Wednesday, 15 July 2009

Trends in ancient coin collecting in the US


A surprise (?) announcement has been made that the hitherto free online resource CoinArchives (a consolidated archive of summaries of old auction sales with superb photography) will now require a $600 per annum subscription to access the full archive. Ancient coin collectors are, understandably, upset and this has generated much discussion on coin forums like Moneta-L. In this a number of contributions are worth commenting on. For example, Reid Goldsborough makes some interesting remarks about the future of ancient coin collecting:

$600 a year is indeed a huge fee for this kind of service, not to mention a huge change, not a transition, from what CoinArchives previously was. It totally changes the service. Along with greatly reducing the number of people who will go to the site, it will greatly reduce its utility to the coin collecting community in general. It also is another step in the trend toward elitism in the ancient coin business. Just as the International Association of Professional Numismatists no longer shares its knowledge of forgeries with collectors, CoinArchives will no longer be letting typical collectors use its information in any practical way, to check for rarity of coin types/varieties, attribution differences, die comparisons, and all the rest. It's a further concentration of knowledge in the hands of dealers, away from collectors.
Blake Davis adds:

This appears to be another indication of how expensive ancient coin collecting is becoming […]. I really miss 2000 to 2006 – that was truly the golden age of ancient coin collecting. Heck, I thought it would last forever, and still don't quite understand how and why it ended. It does appear that the more casual collector's days are numbered. I never believed that what was outlined in the article in the Celator some months back - involvement by uber large auction companies, slabbing, and insane prices even by today's standards, and a switchover from the thoughtful collector and dealer who looked at ancient coin
collecting from an historical and ae[st]hetic perspective to one of purely for investment purposes, where coins are almost fungible objects, would ever come to pass. The wild card here is what the Ancient Coin Collectors Guild is addressing - what happens to all this when the gov't comes around and puts the burden on
dealers and collectors to prove that the coins came from "legitimate" sources - and I mean not just tracing it back to the last owner, but beyond that. […]
Good grief. This collector regards it as a “burden” for dealers to prove the coins he buys come from legitimate source when we all know there is so much on the market that is of extremely illegitimate origin? The halcyon days which Mr Davis identifies correspond to the time when the Balkan archaeological artefact mines were still productive, now the most accessible productive sites have been emptied of archaeological evidence (aka “collectables”/portable antiquities) the market is experiencing problems. This is the real context of the ACCG fight.
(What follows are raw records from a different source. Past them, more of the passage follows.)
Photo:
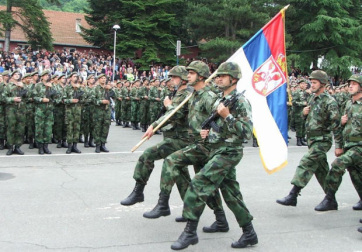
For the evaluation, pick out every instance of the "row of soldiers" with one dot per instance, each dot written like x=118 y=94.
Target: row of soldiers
x=300 y=94
x=37 y=108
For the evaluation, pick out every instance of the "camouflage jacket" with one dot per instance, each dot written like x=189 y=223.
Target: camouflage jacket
x=235 y=127
x=352 y=131
x=323 y=117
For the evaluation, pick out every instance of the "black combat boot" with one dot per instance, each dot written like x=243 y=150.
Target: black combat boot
x=299 y=141
x=249 y=237
x=358 y=205
x=86 y=141
x=46 y=150
x=2 y=144
x=98 y=148
x=64 y=144
x=70 y=147
x=161 y=209
x=10 y=151
x=41 y=149
x=31 y=143
x=220 y=225
x=75 y=148
x=104 y=148
x=180 y=219
x=91 y=142
x=18 y=151
x=135 y=196
x=328 y=203
x=188 y=236
x=291 y=199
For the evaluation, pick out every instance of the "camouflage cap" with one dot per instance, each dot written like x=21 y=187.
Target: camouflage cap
x=356 y=78
x=229 y=68
x=45 y=73
x=319 y=75
x=179 y=71
x=199 y=67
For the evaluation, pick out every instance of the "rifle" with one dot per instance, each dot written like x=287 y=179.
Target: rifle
x=210 y=121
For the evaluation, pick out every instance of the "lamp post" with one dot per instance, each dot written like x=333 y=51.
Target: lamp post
x=115 y=28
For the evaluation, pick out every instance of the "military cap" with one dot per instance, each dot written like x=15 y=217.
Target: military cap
x=356 y=78
x=319 y=75
x=73 y=73
x=44 y=73
x=5 y=73
x=14 y=72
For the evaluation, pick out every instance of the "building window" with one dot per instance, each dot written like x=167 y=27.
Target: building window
x=77 y=25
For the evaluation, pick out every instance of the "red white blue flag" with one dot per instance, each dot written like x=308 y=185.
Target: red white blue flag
x=264 y=77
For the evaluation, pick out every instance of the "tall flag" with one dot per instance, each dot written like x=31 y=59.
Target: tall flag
x=264 y=77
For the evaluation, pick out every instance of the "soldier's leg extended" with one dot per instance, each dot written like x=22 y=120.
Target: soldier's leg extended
x=314 y=162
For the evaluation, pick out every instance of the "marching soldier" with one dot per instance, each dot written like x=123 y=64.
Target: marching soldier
x=14 y=96
x=73 y=109
x=44 y=95
x=322 y=117
x=350 y=160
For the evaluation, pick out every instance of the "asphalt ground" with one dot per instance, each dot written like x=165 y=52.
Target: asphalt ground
x=63 y=202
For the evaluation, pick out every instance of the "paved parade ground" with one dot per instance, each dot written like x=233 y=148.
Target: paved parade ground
x=63 y=202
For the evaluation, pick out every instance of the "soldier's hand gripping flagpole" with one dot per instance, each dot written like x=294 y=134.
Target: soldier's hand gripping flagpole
x=168 y=116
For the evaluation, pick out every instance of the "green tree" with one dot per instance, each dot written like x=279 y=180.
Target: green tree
x=30 y=18
x=147 y=26
x=222 y=27
x=325 y=29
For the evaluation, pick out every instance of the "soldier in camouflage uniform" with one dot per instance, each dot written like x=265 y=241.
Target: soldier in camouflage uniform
x=60 y=128
x=102 y=94
x=225 y=152
x=351 y=158
x=126 y=104
x=72 y=98
x=299 y=102
x=6 y=77
x=44 y=95
x=322 y=117
x=135 y=105
x=175 y=138
x=199 y=107
x=14 y=95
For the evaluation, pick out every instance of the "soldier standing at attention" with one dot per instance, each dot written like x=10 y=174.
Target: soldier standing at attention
x=322 y=117
x=350 y=160
x=14 y=94
x=72 y=99
x=6 y=77
x=44 y=96
x=102 y=122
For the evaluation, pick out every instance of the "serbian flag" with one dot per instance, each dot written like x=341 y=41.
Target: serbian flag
x=264 y=77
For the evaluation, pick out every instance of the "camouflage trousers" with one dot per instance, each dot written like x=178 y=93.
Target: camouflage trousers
x=73 y=118
x=174 y=167
x=30 y=123
x=2 y=122
x=218 y=173
x=126 y=111
x=102 y=123
x=16 y=124
x=135 y=107
x=350 y=160
x=59 y=128
x=314 y=162
x=87 y=120
x=299 y=122
x=44 y=120
x=146 y=162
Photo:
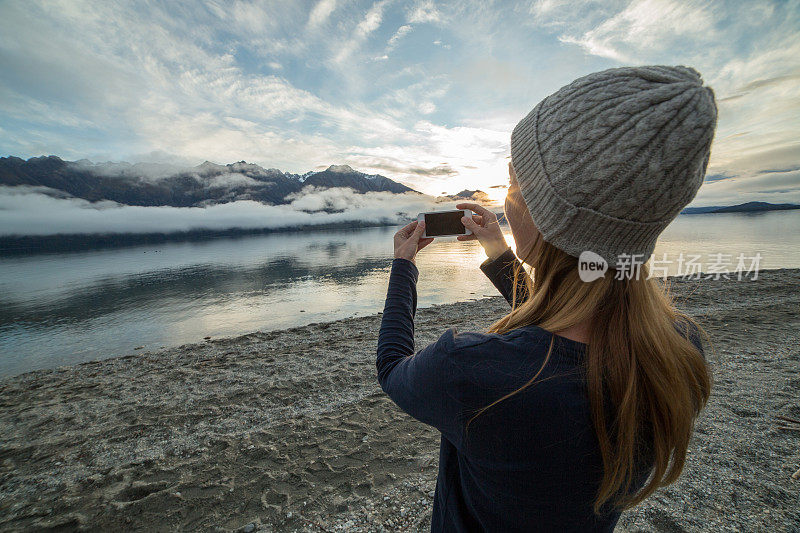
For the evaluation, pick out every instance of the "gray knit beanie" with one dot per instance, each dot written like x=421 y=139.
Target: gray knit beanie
x=607 y=162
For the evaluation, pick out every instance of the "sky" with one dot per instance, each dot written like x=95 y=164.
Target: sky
x=426 y=93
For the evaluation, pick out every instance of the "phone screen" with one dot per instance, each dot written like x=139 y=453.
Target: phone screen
x=447 y=223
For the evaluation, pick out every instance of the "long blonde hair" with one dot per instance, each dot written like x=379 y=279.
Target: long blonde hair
x=638 y=358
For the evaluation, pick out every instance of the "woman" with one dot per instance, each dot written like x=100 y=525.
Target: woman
x=581 y=401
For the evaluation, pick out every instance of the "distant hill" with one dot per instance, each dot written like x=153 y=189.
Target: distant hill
x=145 y=184
x=749 y=207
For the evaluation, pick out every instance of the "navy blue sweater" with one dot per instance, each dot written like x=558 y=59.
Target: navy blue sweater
x=531 y=462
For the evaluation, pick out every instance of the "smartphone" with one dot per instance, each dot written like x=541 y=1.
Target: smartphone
x=445 y=223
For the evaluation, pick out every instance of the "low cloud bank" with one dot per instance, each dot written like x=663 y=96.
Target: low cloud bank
x=36 y=211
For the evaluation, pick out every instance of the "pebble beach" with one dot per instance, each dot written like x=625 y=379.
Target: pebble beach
x=289 y=430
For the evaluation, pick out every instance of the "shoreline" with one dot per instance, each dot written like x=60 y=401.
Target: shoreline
x=289 y=430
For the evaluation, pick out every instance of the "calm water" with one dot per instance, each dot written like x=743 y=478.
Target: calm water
x=58 y=309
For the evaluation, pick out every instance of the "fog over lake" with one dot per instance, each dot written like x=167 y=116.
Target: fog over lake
x=64 y=308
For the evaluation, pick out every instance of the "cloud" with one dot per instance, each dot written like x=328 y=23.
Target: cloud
x=371 y=22
x=296 y=85
x=424 y=11
x=319 y=15
x=29 y=211
x=773 y=187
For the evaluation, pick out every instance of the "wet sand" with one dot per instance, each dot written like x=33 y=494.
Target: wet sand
x=289 y=430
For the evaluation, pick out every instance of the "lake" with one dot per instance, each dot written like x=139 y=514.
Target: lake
x=65 y=308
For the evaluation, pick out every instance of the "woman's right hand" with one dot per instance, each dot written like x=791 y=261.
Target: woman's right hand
x=485 y=228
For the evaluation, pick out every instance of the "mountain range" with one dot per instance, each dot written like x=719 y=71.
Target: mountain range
x=149 y=184
x=748 y=207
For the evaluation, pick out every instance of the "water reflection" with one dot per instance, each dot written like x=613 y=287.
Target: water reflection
x=63 y=308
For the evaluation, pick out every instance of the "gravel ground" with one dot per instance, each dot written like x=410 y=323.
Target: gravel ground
x=289 y=430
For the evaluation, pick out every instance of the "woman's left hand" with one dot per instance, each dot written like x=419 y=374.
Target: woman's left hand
x=408 y=241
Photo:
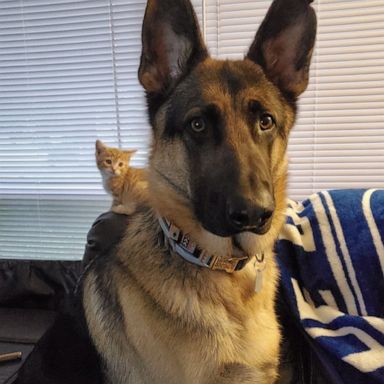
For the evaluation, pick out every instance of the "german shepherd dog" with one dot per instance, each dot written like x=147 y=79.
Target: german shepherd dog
x=188 y=295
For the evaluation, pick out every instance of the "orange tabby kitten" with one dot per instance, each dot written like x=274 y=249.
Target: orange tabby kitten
x=127 y=185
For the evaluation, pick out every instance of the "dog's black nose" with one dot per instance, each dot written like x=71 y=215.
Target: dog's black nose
x=245 y=216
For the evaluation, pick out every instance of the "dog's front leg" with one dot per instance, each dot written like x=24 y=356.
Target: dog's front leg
x=243 y=374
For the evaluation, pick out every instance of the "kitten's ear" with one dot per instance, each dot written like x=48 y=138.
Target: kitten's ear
x=100 y=147
x=284 y=43
x=171 y=44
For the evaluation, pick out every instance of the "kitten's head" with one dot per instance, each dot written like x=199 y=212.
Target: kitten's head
x=112 y=161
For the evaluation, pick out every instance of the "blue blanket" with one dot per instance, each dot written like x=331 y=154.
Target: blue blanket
x=331 y=256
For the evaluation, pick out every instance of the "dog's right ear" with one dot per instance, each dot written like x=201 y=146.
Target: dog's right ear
x=171 y=44
x=283 y=44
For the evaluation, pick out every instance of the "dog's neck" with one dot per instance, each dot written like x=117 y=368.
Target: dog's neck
x=184 y=246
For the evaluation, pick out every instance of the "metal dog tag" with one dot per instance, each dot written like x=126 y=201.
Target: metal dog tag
x=259 y=267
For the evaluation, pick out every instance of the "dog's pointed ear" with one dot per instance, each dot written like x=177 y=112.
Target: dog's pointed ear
x=284 y=43
x=171 y=44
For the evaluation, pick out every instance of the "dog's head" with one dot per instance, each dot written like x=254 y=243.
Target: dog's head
x=220 y=127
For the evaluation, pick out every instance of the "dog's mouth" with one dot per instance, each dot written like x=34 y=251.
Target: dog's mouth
x=223 y=230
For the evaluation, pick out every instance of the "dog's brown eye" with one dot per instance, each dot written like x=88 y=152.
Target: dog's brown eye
x=266 y=122
x=197 y=124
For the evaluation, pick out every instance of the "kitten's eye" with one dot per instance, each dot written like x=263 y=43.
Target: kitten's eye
x=266 y=122
x=197 y=124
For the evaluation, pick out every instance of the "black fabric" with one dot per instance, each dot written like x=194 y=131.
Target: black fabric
x=66 y=354
x=9 y=369
x=37 y=284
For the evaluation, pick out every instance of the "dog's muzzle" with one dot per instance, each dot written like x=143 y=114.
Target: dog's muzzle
x=244 y=216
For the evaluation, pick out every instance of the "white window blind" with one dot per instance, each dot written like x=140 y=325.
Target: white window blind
x=338 y=140
x=68 y=75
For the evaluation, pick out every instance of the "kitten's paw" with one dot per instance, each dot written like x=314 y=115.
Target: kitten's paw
x=124 y=209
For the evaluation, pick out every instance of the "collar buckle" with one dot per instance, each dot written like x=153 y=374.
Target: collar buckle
x=189 y=250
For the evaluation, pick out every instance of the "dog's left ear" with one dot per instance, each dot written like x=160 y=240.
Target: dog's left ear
x=172 y=44
x=284 y=43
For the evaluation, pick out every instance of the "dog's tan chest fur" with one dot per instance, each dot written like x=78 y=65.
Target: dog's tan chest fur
x=189 y=326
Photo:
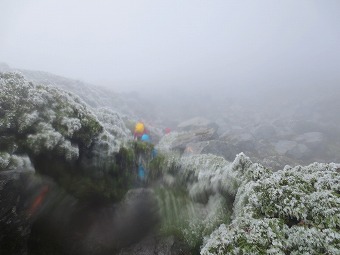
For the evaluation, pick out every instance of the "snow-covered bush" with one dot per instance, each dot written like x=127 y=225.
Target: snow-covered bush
x=63 y=138
x=292 y=211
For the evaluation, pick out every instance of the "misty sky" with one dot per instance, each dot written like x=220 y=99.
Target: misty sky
x=141 y=43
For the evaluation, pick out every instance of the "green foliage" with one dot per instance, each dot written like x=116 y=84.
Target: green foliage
x=156 y=167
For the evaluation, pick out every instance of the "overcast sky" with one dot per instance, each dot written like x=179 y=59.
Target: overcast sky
x=207 y=43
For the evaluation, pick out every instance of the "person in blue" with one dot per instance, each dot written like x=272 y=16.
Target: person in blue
x=145 y=138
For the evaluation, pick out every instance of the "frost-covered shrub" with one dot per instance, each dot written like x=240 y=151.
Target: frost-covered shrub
x=42 y=119
x=63 y=138
x=15 y=162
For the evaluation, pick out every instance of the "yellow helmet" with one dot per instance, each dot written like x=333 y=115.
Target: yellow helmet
x=139 y=128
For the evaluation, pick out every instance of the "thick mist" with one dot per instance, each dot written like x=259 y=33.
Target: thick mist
x=228 y=46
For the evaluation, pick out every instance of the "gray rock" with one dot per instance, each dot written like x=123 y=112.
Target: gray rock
x=300 y=151
x=312 y=139
x=283 y=146
x=265 y=131
x=197 y=123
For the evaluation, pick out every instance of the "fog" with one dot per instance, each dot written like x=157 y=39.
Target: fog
x=231 y=46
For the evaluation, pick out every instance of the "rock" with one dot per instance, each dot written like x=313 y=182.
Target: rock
x=218 y=148
x=265 y=132
x=180 y=140
x=312 y=139
x=300 y=151
x=283 y=146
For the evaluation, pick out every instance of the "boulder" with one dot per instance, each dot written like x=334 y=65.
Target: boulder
x=197 y=123
x=283 y=146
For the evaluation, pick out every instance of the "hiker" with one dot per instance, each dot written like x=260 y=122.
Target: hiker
x=139 y=130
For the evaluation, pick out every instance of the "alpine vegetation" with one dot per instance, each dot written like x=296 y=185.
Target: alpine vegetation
x=292 y=211
x=57 y=134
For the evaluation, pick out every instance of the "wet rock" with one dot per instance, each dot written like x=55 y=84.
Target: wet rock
x=283 y=146
x=312 y=139
x=197 y=123
x=265 y=132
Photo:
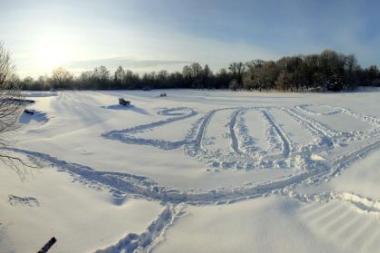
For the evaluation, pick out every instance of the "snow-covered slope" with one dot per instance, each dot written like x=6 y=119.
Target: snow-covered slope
x=211 y=171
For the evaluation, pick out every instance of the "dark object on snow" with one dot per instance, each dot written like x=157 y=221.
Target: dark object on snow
x=19 y=100
x=48 y=245
x=124 y=102
x=30 y=112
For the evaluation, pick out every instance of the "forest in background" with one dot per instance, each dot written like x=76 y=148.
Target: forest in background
x=327 y=71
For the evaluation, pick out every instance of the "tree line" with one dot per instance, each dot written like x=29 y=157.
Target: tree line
x=327 y=71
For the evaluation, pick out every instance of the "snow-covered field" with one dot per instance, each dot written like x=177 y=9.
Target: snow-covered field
x=196 y=171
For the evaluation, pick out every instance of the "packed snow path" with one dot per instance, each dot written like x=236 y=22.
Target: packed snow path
x=226 y=139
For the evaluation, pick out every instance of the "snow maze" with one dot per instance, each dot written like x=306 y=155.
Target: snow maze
x=313 y=142
x=259 y=137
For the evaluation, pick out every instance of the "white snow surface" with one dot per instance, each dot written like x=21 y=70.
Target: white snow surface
x=196 y=171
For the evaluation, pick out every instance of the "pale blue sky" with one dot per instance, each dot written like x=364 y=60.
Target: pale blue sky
x=147 y=35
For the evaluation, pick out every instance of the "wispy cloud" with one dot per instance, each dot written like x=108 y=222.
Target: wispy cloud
x=124 y=62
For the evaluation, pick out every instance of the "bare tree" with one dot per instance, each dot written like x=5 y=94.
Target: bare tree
x=62 y=78
x=11 y=105
x=10 y=97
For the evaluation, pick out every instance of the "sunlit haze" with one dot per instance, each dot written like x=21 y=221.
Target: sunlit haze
x=153 y=35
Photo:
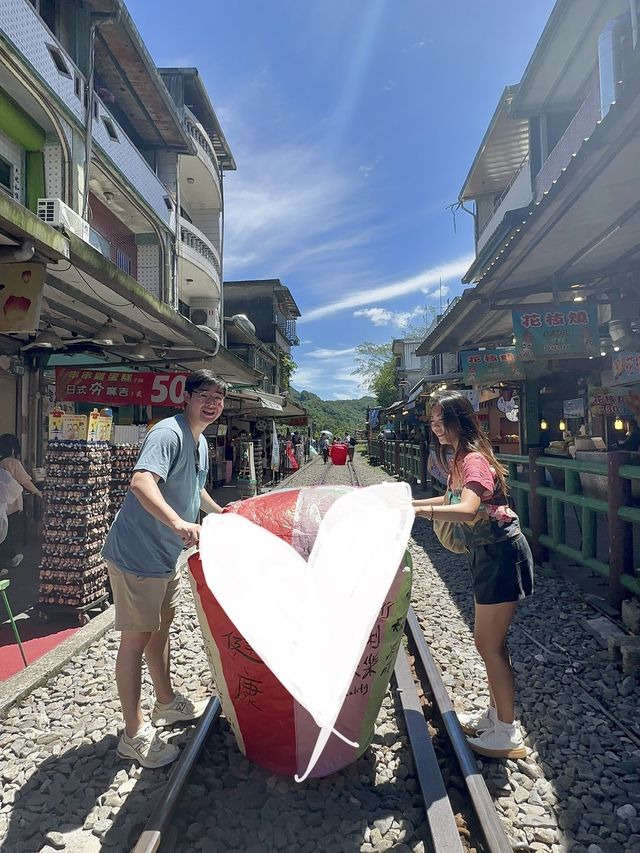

To come back to CoinArchives, Jasper Burns observes:

I have used the site for research purposes and will greatly miss the resource. […] One of the strongest arguments against denying the public ownership of ancient coins has been the significant scholarly contribution of amateur collectors to numismatics. The CoinArchives database was a very important tool for the amateur. Its effective loss will reduce the opportunities for research by collectors and therefore undermine the argument in favor of private ownership. […] I think that coin dealers benefit greatly from a knowledgeable collector base that is actively involved in research. Perhaps this should justify the subsidizing of sites like CoinArchives by coin dealers […].
I see scope for another ACCG fund here…. :>) Well, Mr Burns might like to consider that nobody is actually trying to deny the public (sic, I think he means private) ownership of ancient coins. What is being criticized (and rightly so) is the no-questions-asked acquisition of ancient artifacts by collectors from could-not-care-less-out-for-a-quick-buck dealers which allows the looting and smuggling of artifacts to continue.

Frankly, I have never seen the “scholarship” argument as having much foundation or validity, there are an estimated 50 000 collectors of ancient coins in the US alone, and the number of scholarly works produced by private collectors in a decade is a pitiful fraction of that number.

It is risible to see that the limitation of accessibility to a single online source will reduce the opportunities for scholarly "research" by these people and will thus "undermine the argument in favor of private ownership" (he got it right that time). What will undermine the argument in favor of private ownership of archaeological artefacts is, instead of collectors taking a pride in the ethics of collecting responsibly, the persistence of attitudes which regard it as a "burden" to document the practice of due dilligence in their acquisition. After all, that is what those who in future who will be treating the acquisition of ancient coins (a finite resource) as an investment will be requiring of the present generation of collectors.